Airbnb Says AI Writes 60% of Their Code. Here Is Why That Is the Wrong Metric.

Airbnb announced in their May earnings that AI now writes 60% of their new code. The number is real. The interpretation most people are running with is wrong.

Every engineering leader we have talked to in the last two weeks has surfaced the same anxious question. "Are we behind? Should our number be that high?" The premise is broken. Percentage of lines written by AI is to engineering what lines of code per day was in the 1990s. A metric that sounds quantitative but measures the wrong thing.

Why the metric breaks

Code is cheap. Decisions are expensive. The cost of a software project is not in keystrokes. It is in the choices. Which library to adopt, how to structure the data, where to place the abstraction boundary, what to defer and what to lock in. A model can generate 200 lines of correct Python in 30 seconds. The real question is whether those 200 lines should exist in your codebase at all.

So when Airbnb says "AI wrote 60%", the only honest read is that 60% of the keystrokes are AI generated. The 40% that humans wrote is overwhelmingly the high leverage 40%. It is the integration glue, the cross cutting concerns, the unusual case the autocomplete missed, the part that needed someone to sit and think.

The 40% is the only number that matters

What was the human written 40% actually doing? In our shop, three buckets.

Decisions. Naming things. Choosing data shapes. Picking the boundary between two services. Deciding what to test and what to mock. None of these are typing heavy. All of them are unbillable as "lines of code" and unrepresented in any percent of AI metric.

Integration. Wiring the new code into the rest of the system. Updating the surrounding callers. Making sure the deployment configuration knows about the new service. AI generates the new function easily. The human spends 90 minutes ensuring it fits.

Review. Reading the AI generated 60% with enough attention to catch the subtle wrong thing. A model will confidently produce code that compiles, passes its own tests, and is wrong in a way you only catch by understanding what the system is supposed to do. The reviewing is the work.

What we actually track

Two things at our studio.

Time to merged feature. For a given scoped feature, how many wall clock days from kickoff to production. This is the real productivity question. A team that ships a feature in three days using AI to write 80% of the code is more productive than a team that ships in five days writing 100% by hand. It is also more productive than a team that ships in three weeks writing 95% with AI and rewriting most of it.

Defect rate. What fraction of merged code triggers a follow up bug fix within two weeks. This catches the failure mode where AI assistance speeds up the writing but slows down everything downstream because the code is subtly wrong.

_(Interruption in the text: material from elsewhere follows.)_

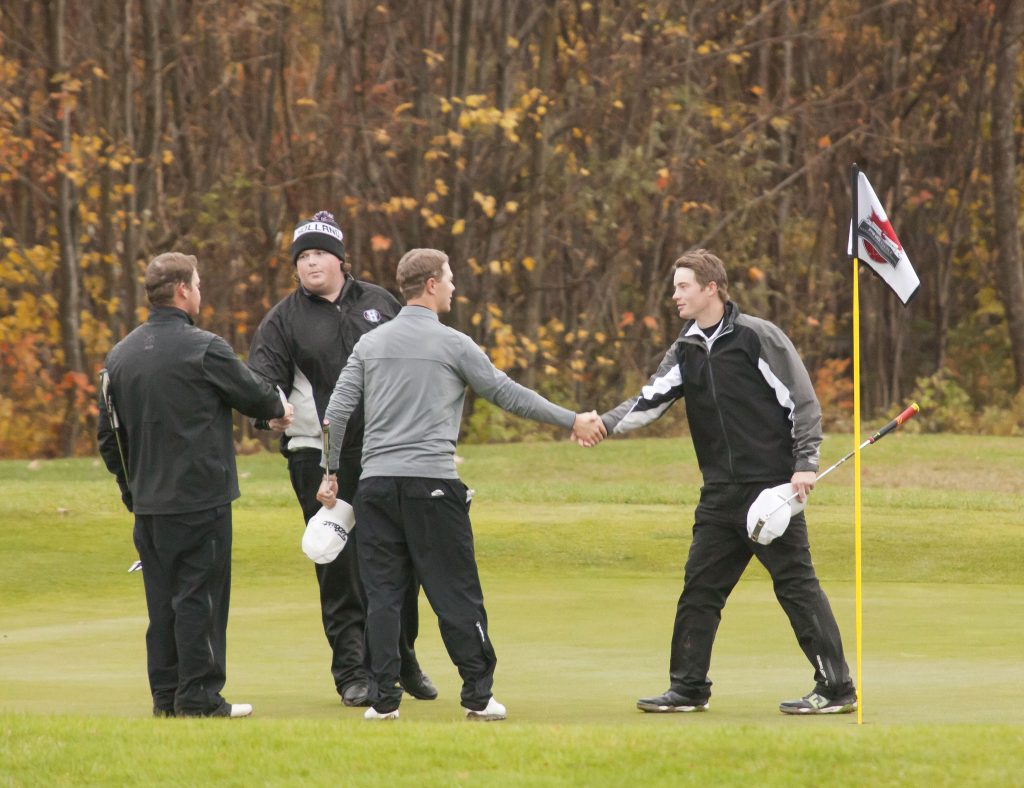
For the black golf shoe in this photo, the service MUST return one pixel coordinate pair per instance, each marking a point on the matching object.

These two numbers, tracked over a quarter, tell you whether your AI integration is actually working. The percent of code number tells you nothing.

What Airbnb's real story probably is

Companies the size of Airbnb that integrate AI well tend to see 20 to 40% reduction in time to merged feature on greenfield work, less on maintenance. The reduction is concentrated in initial scaffolding and refactoring at scale. They see roughly stable defect rates if their review culture is strong, and rising defect rates if it is not.

Those are the numbers worth comparing yourselves to. If your AI percentage is 30% and your features ship in half the time they used to, you are winning. If your AI percentage is 80% and your features take longer because you spend three days fixing what the model generated, you are losing. The Airbnb number tells you nothing about which side of that line you are on.

How to reframe the conversation

When someone asks if you are using AI "enough", reframe. The question is not how much code AI writes. It is whether your engineers are spending more time on decisions and less time on typing. If yes, you are using it right, regardless of the percentage. If no, you have a workflow problem that the percentage will not fix.

Airbnb's number is a headline. Your team's time to merge is the metric. Track the right thing.

Airbnb says AI writes 60% of their code. The 40% is the only number that matters.